La politique d'asile en France "est au bord de l'embolie", s'alarme la Cour des comptes. Son coût s'élèverait à 2 milliards d'euros par an, soit le double des estimations publiées jusqu'alors. Ce n'est "pas soutenable à court terme" peut-on ainsi lire dans un document rédigé rue Cambon et révélé lundi par Le Figaro. Ce texte confidentiel est un "relevé d'observations provisoires", "une sorte de rapport d'étape", précise le quotidien. Mais il résonne comme une mise en garde, alors que débute mercredi l'examen par la commission des lois du Sénat d'un projet de loi réformant le droit d'asile.
Une hausse des dépenses de 60% en cinq ans. "La politique d'asile est devenue la principale source d'arrivée d'immigrants clandestins en France", écrivent encore les auteurs du rapport. Le texte pointe "une hausse de la demande d'asile jusqu'en 2013 pour atteindre 66.251 dossiers déposés", des "délais de procédure qui s'élèvent à deux ans environ" et "une concentration des demandes sur certains territoires, en particulier l'Ile-de-France".
Toutes les dépenses prises en compte. La Cour des comptes a procédé au calcul des "dépenses totales effectuées pour les demandeurs d'asile" et conclut à une hausse de 60% en cinq ans : pour la prise en charge des demandeurs d'asile qui arrivent sur le territoire, le coût global s'élèverait à 990 millions d'euros environ en 2013, contre 626 millions d'euros en 2009", soit un coût par demandeur de 13.724 euros.

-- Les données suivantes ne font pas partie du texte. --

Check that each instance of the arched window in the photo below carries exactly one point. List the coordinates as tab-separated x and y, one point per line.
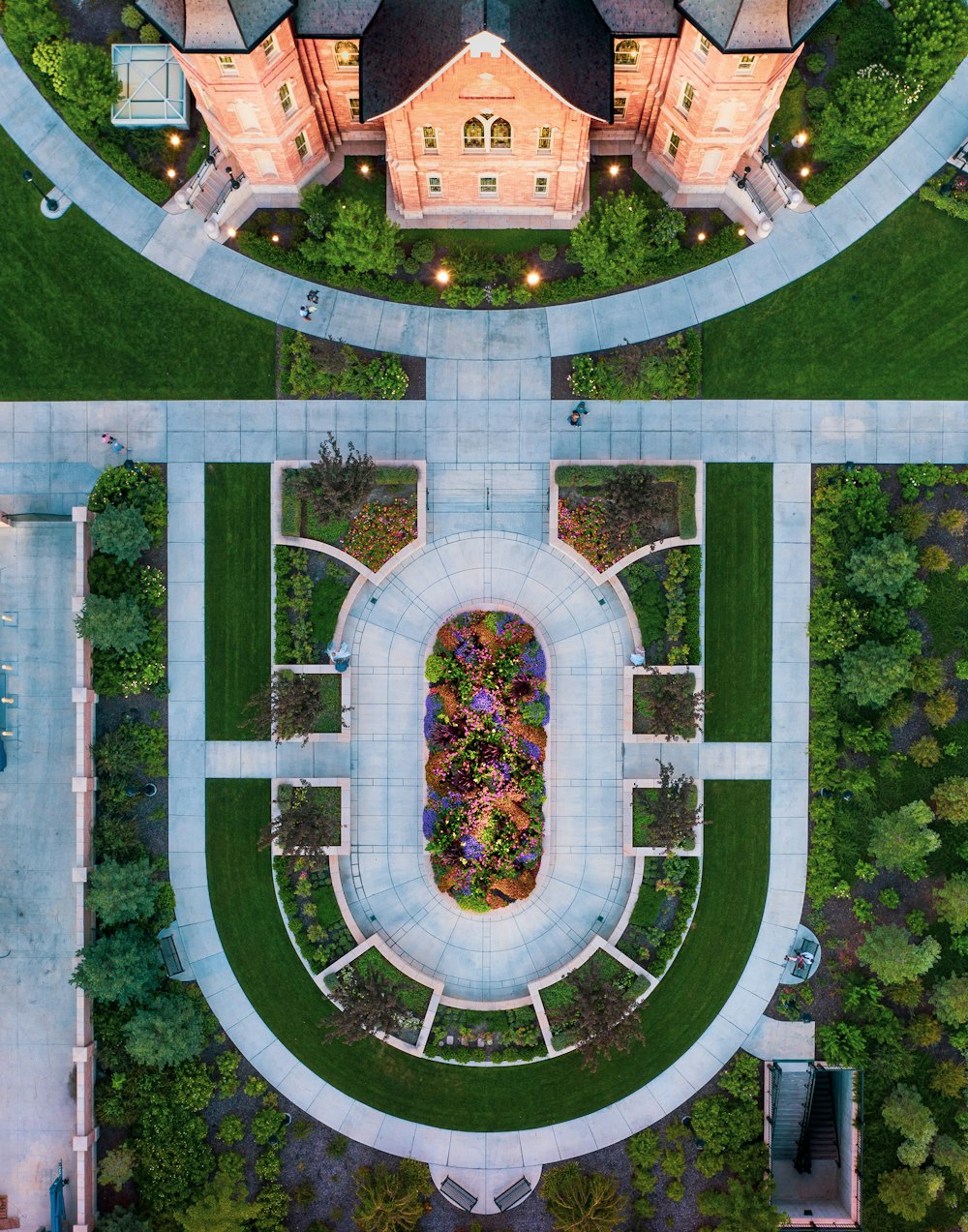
348	54
473	135
488	132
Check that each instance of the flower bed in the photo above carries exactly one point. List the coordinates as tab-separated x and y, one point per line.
312	911
498	1035
484	727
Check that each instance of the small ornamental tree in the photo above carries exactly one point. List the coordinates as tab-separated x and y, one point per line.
881	568
950	1000
951	901
335	484
892	955
582	1201
904	839
120	531
112	623
125	967
166	1032
121	892
604	1020
951	799
873	673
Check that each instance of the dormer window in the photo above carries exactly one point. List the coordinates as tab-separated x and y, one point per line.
348	54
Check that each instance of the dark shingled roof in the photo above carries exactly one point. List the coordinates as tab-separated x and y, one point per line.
755	25
216	25
642	18
408	41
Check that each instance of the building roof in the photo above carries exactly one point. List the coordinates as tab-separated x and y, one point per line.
755	25
542	34
216	25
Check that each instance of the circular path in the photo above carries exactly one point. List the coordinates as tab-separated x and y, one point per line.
585	881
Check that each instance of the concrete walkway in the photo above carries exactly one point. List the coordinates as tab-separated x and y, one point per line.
800	243
37	896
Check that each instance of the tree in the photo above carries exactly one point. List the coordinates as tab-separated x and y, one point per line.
873	673
288	707
369	1002
308	821
334	484
120	531
582	1201
909	1191
904	839
390	1201
950	1000
125	967
951	799
742	1208
121	892
892	955
223	1206
112	623
881	568
951	899
166	1032
601	1016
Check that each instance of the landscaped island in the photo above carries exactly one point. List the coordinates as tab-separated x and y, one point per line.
484	728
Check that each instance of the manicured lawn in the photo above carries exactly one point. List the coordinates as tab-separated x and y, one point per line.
739	573
236	591
885	319
503	1097
85	316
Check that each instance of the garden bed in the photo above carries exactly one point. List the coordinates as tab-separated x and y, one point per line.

Pour les personnes à qui l'asile n'a pas été accordé, les "déboutés", le montant des dépenses "serait équivalent à celui consacré aux demandeurs d'asile", à savoir un milliard d'euros par an et un coût moyen par débouté "allant jusqu'à 5.528 euros".
Le rapport intègre les dépenses liées à l'hébergement des demandeurs, mais aussi leurs éventuels aides au retour, leur scolarité ou les coûts liés à leur prise en charge médicale. La Cour souligne également que, "malgré l'obligation de quitter le territoire français (OQTF) qui leur est notifiée, seul 1% des déboutés sont effectivement éloignés". La majorité des déboutés "reste en situation irrégulière en France".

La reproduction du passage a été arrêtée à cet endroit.